OLG Hamm: Kein Schadensersatz für unechten Renoir

Dem Kläger steht kein Schadensersatzanspruch in Höhe von 32.000.000 Euro gegen das    beklagte Land Nordrhein-Westfalen zu, weil nicht be wiesen ist, dass es sich bei dem aus der Verwahrung bei der Staatsanwaltschaft Essen verschwundenen „Renoir“ um ein Original des Malers und nicht nur um einen wertlosen Nachdruck gehandelt hat.

Das hat der 11. Zivilsenat des Oberlandesgerichts Hamm mit Urteil vom heutigen Tage entschieden und damit die erstinstanzliche, klageabweisende Entscheidung des Landgerichts Dortmund in zweiter Instanz bestätigt.

Der Senat hat auch nach der ergänzenden Vernehmung von Zeugen nicht feststellen können, dass das kurz nach der Beschlagnahme im Mai 2004 von einem Kunsthistoriker untersuchte Bild keinen Prägestempel hatte und deshalb nicht mit demjenigen Exemplar  identisch war, welches im April 2005 begutachtet worden ist.

Nach dem Ergebnis dieses Gutachtens war das untersuchte Bild ein wertloser Nachdruck des Werkes von Renoir.

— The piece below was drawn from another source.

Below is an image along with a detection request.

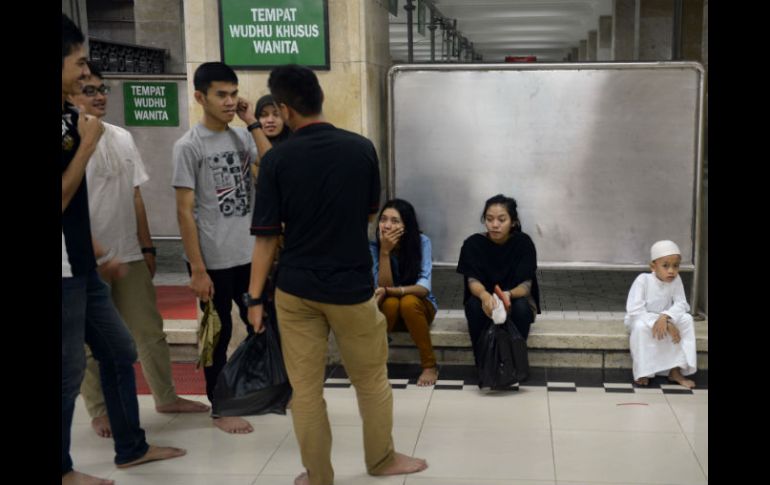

Es trug den als „Ganymed Trockenstempel“ bezeichneten Prägestempel, der es als einen von der im Jahre 1916 gegründeten Marées-Gesellschaft herausgegebenen Nachdruck kennzeichnete.

Nach der Entscheidung des Senats hat der Kläger die Kosten des gesamten Rechtsstreits zu tragen. Nach den gesetzlichen Kostenvorschriften betragen die Gesamtkosten ca. 1,8 Mio. Euro. Von den Gerichtskosten beider Instanzen in Höhe von ca. 640.000 Euro sind bislang ca. 275.000 Euro als Kostenvorschuss eingezahlt worden.

Hinzu kommen Rechtsanwaltskosten in Höhe von ca. 575.000 Euro, die das beklagte Land vom Kläger, der darüber hinaus seine eigenen Rechtsanwaltskosten zu tragen hat, beanspruchen kann.

Urteil   des   11.   Zivilsenats   des   Oberlandesgerichts   Hamm   vom 06.03.2013 (I-11 U 114/11), nicht rechtskräftig.